Deux entreprises différentes sous la même étiquette « vendre du thé »
Une entreprise de thé en dropshipping est une opération de vente au détail et de marketing greffée sur le produit fini de quelqu'un d'autre. Le vendeur choisit une annonce dans le catalogue d'un fournisseur, fixe un prix et y dirige du trafic ; le fournisseur conditionne et souvent expédie directement la commande. Une entreprise de thé en marque de distributeur se rapproche davantage d'une relation de fabrication : la marque définit le mélange, le grammage et le format de sachet, un façonnier le produit, et le stock fini appartient à la marque avant même qu'une seule unité soit vendue. Les deux peuvent finir par ressembler à une page produit qui affiche « thé » avec un logo, ce qui explique exactement pourquoi les deux modèles sont confondus — la vitrine se ressemble alors que derrière, presque rien n'est identique.
Ce à quoi le dropshipping vous engage réellement
L'attrait du dropshipping tient à son faible engagement initial : pas de quantité minimale de commande à financer, pas de stock qui dort en entrepôt, pas de série d'emballage à valider avant la première vente. Ce à quoi il engage le vendeur, en revanche, c'est un produit fixe et générique — la même recette, le même grammage et souvent le même sachet que vendent d'autres annonces, puisque le fournisseur sert de nombreux vendeurs à partir d'une seule ligne de production. La qualité, le calendrier de réapprovisionnement et la disponibilité du stock échappent au contrôle du vendeur, et la marge est plus fine car le coût de fulfillment est intégré dans chaque unité avant même que le vendeur n'ajoute sa propre marge.

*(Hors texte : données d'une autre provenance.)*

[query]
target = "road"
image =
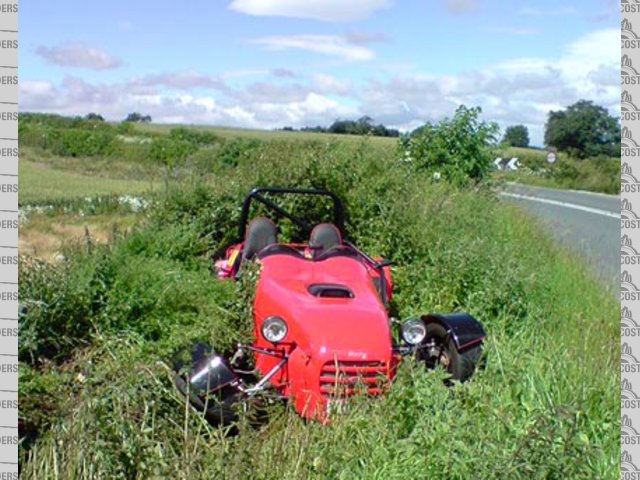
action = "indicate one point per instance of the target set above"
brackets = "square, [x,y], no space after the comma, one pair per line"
[586,222]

Ce à quoi la marque de distributeur vous engage réellement
La marque de distributeur inverse cet arbitrage. La marque engage du capital dans une commande minimale et un stock fini qu'il faut vendre, et prend en charge le travail de planification : choisir un mélange, fixer un grammage, sélectionner un format de sachet et d'enveloppe, et valider le visuel de l'emballage avant le lancement de la production. En échange, elle obtient un produit qu'aucune autre vitrine ne vend sous la même forme, un contrôle sur le calendrier de réapprovisionnement, et une économie unitaire qui ne porte pas la marge de fulfillment d'une seconde entreprise. C'est un effort plus lourd au départ, et une position plus solide une fois le produit lancé sur le marché.